(...)
A) Mahpusların ceza evlerine dağıtılması,
B) Hükümlü ve tutuklular ile ceza infaz kurumu ve tutukevlerinde görevli personelin giydirilmesi, hükümlü ve tutukluların yatırılması, ısıtılması, temizliğinin sağlanması, okutulması, eğitilmesi, meslek veya zanaat sahibi yapılması ve çalıştırılması,
C) İş kazançlarından sanatlar ihtiyacına ve çalışanlara pay ve ailelerine nafaka ayrılması,
D) Mahpus ve mevkuflar hakkında kimler tarafından ne gibi inzibat muameleleri tatbik olunacağı,
E) Ceza evinin emniyeti bakımından mahkümlara ait mektupların ve kendilerini ziyarete gelenlerle konuşmalarının ve hariçle muhaberelerinin ne suretle tanzim ve kontrol edileceği,
F) Ceza ve tevkif evlerinin memur ve müstahdemlerinin vazife ve salahiyetleri ve haklarında kimler tarafından ne gibi inzibati muameleler yapılacağı hakkında Cumhurbaşkanı tarafından yönetmelik tanzim olunur.
Bu nizamnamenin sıhhı hususlara mütaallik maddeleri Sıhhat ve İçtimai Muavenet Vekaletiyle müştereken hazırlanır.
Hükümlü ve tutuklularla görev başında bulunan personel, 9.7.1956 tarih ve 6779 sayılı 14 Eylül 1330 tarihli Tayınat ve Yem Kanununa Ek Kanunun 1 inci maddesindeki hüküm çerçevesinde iaşe edilir.

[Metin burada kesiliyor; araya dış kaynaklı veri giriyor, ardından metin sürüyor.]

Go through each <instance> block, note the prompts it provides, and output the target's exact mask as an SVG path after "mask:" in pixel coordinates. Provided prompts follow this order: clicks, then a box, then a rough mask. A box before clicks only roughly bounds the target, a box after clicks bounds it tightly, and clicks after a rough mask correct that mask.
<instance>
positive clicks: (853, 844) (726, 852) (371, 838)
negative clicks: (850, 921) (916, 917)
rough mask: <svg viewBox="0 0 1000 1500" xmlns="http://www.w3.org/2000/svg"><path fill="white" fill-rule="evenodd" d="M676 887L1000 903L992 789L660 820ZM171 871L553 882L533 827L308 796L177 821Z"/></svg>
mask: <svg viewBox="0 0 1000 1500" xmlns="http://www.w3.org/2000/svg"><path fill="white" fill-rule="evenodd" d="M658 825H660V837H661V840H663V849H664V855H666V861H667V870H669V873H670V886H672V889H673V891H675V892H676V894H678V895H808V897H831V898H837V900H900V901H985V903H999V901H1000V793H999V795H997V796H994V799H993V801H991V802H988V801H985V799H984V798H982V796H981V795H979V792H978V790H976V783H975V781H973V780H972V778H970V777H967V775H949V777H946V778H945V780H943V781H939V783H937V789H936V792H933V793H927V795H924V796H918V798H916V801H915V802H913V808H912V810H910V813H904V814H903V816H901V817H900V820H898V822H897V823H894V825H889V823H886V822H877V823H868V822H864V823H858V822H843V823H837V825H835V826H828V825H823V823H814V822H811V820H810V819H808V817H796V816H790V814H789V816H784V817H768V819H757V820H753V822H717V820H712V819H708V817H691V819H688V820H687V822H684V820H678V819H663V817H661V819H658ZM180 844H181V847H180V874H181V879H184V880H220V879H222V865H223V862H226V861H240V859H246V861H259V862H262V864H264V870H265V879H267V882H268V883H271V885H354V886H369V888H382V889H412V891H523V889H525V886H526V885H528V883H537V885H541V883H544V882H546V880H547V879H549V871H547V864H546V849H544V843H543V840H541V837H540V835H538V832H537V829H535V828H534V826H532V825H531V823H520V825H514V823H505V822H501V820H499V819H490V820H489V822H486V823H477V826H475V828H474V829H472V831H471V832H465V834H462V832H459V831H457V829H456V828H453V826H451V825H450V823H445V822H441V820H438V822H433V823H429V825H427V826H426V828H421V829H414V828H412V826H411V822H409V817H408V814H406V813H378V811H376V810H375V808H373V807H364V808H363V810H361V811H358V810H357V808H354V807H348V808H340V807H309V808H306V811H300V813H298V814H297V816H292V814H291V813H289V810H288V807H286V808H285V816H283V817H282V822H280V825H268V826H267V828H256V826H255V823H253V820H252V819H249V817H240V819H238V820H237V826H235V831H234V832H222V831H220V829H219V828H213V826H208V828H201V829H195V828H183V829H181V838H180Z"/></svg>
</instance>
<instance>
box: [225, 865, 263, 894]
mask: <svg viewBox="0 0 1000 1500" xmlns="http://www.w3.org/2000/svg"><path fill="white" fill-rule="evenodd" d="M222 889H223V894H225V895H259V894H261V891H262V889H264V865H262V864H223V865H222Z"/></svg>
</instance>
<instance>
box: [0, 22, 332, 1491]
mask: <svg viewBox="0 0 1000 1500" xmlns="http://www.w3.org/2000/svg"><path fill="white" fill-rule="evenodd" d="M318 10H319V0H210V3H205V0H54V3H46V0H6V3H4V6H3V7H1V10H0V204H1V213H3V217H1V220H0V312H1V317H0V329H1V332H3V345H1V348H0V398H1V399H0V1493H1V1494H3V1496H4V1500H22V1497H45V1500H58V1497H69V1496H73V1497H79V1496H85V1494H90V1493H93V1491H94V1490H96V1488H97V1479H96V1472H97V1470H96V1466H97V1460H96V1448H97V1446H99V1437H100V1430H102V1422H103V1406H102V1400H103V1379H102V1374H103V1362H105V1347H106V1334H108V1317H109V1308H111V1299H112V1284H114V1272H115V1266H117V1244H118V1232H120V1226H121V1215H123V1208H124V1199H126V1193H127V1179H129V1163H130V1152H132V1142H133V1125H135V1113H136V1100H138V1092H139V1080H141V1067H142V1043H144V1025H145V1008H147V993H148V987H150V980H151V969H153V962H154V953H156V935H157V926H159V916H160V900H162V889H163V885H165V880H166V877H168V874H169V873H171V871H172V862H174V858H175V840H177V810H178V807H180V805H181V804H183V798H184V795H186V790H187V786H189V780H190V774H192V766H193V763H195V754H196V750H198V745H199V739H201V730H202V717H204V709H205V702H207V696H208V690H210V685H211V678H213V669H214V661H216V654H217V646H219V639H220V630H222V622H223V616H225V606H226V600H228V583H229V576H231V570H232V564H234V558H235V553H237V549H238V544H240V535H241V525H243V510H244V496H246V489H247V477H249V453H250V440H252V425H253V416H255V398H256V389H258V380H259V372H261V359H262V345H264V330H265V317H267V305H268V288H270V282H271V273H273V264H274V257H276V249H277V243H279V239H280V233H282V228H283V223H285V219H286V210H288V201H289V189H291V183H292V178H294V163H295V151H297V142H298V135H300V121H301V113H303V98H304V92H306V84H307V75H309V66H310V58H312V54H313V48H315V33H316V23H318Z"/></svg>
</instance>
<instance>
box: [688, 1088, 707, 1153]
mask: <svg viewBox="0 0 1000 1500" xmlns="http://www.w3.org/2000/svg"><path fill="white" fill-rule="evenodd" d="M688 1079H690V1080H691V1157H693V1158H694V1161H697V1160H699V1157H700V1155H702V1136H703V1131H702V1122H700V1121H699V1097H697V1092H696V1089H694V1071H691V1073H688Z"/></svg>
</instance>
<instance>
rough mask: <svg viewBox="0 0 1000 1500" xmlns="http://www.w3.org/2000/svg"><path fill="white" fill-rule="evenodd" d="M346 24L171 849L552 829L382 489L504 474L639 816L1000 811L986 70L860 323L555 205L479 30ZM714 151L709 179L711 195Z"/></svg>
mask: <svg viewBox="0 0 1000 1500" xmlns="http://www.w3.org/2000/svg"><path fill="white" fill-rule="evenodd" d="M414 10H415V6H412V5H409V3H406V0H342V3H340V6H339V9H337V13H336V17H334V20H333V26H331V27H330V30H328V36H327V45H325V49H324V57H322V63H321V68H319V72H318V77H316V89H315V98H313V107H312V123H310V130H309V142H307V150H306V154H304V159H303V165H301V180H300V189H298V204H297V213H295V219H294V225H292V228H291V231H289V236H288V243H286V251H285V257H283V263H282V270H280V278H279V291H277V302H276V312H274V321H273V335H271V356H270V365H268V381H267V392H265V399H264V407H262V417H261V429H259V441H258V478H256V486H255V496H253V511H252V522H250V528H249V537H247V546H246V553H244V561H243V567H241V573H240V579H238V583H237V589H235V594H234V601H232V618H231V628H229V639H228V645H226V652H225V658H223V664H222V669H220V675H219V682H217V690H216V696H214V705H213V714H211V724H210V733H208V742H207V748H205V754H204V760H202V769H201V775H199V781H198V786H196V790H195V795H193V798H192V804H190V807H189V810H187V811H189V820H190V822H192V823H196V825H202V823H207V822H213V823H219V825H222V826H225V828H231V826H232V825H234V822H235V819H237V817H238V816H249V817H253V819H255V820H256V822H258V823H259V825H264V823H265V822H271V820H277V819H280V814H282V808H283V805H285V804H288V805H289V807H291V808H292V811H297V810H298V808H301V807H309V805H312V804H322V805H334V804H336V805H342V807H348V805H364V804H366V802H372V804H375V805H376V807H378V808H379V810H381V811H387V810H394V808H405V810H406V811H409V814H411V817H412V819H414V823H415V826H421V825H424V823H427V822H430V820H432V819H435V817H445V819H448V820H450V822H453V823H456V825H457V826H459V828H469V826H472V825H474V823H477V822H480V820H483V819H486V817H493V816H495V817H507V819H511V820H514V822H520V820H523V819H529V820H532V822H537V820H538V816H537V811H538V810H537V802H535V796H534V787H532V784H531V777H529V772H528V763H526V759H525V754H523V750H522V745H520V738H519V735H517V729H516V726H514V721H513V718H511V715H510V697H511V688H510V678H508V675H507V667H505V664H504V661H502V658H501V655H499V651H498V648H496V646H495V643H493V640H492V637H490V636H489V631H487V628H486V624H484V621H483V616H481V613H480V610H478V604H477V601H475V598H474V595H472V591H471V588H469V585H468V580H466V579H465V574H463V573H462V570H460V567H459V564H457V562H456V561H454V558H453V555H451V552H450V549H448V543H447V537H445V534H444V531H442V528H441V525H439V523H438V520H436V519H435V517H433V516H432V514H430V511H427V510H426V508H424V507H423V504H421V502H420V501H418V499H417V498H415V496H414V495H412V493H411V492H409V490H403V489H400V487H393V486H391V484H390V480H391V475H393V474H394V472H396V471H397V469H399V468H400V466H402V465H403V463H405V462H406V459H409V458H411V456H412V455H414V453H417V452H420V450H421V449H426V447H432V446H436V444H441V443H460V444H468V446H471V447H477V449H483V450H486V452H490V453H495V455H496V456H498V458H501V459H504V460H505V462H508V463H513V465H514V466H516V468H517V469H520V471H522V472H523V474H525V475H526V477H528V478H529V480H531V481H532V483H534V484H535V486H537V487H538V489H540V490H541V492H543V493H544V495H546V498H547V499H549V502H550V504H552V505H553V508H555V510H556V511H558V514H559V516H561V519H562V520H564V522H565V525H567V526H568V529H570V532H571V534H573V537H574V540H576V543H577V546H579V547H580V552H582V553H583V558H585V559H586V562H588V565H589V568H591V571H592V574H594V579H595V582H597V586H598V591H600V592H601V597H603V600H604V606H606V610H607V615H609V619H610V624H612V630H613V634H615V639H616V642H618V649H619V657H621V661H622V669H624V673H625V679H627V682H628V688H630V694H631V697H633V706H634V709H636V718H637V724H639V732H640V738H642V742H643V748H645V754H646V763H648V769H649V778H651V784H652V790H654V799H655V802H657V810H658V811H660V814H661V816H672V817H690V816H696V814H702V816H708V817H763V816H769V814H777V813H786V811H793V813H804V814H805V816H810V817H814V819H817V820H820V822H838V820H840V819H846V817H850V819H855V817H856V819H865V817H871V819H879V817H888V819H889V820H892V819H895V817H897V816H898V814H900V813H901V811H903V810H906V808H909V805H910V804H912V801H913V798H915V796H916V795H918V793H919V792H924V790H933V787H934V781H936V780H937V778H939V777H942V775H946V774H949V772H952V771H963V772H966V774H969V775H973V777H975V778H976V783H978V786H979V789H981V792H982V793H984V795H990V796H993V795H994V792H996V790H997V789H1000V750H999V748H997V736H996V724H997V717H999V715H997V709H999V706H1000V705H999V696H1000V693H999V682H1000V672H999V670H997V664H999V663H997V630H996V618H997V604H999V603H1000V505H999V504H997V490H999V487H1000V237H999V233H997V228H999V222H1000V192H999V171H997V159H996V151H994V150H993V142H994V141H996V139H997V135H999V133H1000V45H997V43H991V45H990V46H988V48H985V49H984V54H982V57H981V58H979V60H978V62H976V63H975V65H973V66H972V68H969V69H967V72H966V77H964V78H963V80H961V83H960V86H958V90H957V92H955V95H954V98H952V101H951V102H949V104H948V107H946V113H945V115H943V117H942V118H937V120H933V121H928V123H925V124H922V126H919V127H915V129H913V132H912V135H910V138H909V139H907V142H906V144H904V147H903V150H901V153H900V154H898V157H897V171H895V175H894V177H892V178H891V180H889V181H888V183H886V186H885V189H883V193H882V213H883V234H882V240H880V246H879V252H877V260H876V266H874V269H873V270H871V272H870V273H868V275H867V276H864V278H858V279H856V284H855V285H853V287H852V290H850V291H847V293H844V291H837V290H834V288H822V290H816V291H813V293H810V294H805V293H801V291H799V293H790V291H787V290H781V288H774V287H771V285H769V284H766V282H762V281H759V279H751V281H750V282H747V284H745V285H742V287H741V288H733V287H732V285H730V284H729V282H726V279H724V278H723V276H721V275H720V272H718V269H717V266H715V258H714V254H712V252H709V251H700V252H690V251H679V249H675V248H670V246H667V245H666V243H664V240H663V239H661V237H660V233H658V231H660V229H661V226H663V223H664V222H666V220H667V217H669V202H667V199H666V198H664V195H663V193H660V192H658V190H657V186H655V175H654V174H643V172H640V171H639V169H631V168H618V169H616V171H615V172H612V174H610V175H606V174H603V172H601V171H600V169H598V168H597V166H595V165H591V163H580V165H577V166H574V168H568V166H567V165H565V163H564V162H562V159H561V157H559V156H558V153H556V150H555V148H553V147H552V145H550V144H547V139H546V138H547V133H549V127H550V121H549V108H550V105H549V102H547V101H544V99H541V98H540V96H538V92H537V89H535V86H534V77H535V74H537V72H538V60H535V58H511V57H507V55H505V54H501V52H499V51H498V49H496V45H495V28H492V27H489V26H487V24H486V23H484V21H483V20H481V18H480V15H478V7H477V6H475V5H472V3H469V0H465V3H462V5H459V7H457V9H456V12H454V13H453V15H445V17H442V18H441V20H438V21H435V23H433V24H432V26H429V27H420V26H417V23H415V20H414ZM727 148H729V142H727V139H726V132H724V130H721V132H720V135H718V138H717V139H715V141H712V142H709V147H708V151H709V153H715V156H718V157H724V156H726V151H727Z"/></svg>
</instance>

Hükümlü ve tutuklarla görevde bulunan personelin iaşesine ilişkin usul ve esaslar yönetmelikte gösterilir.
(...)
(...)
Lüzumu takdirinde mahpusların bir hapishaneden diğerine nakilleri Adliye Vekaletinin müsaadesiyle caiz olabilir.
(...)
(...)
Hapishane müdür ve memuru ve müstahtemleri, hapishanenin emniyet ve muhafazasının temini için aşağıda yazılı hallerde silah kullanmağa salahiyettardır:
A: Türk Ceza Kanununun 49 uncu maddesinin 1,2 ve 3 numaralı fıkralarında yazılı mecburiyetler hadis olursa;
B: Mahpuslar toplu olarak hücum teşebbüsünde bulunurlar ve memurlara veya kendilerine nezaretle muvazzaf bulunanları yakalayarak onlara mukavemet veya onları bir hususu yapmaları veya yapmamaları için cebrederlerse;
C: Firar teşebbüsünde bulunan bir mahpus yakalanırken fiilen veya tehlikeli bir surette tehdit ederek mukavemet eder veya mükerreren dur emrine itaat etmiyerek firar teşebbüsünden vaz geçmezse.
Ateşli silah, diğer silahlarla maksadın temini kabil olmadığı takdirde kullanılır. Ateşli silah kullanılması lüzumunu mutlak surette müdür ve bulunmadığı zaman müfettiş tayin eder.
Şu kadar ki, müsaade istihsali mümkün olmayan fevkalade hallerde müsaadesiz silah istimali de caizdir.
Bu Kanun neşri tarihinden muteberdir.
Bu kanunun hükümlerini icraya Adliye, Dahiliye, Maliye ve S.İ.M. Vekilleri memurdur.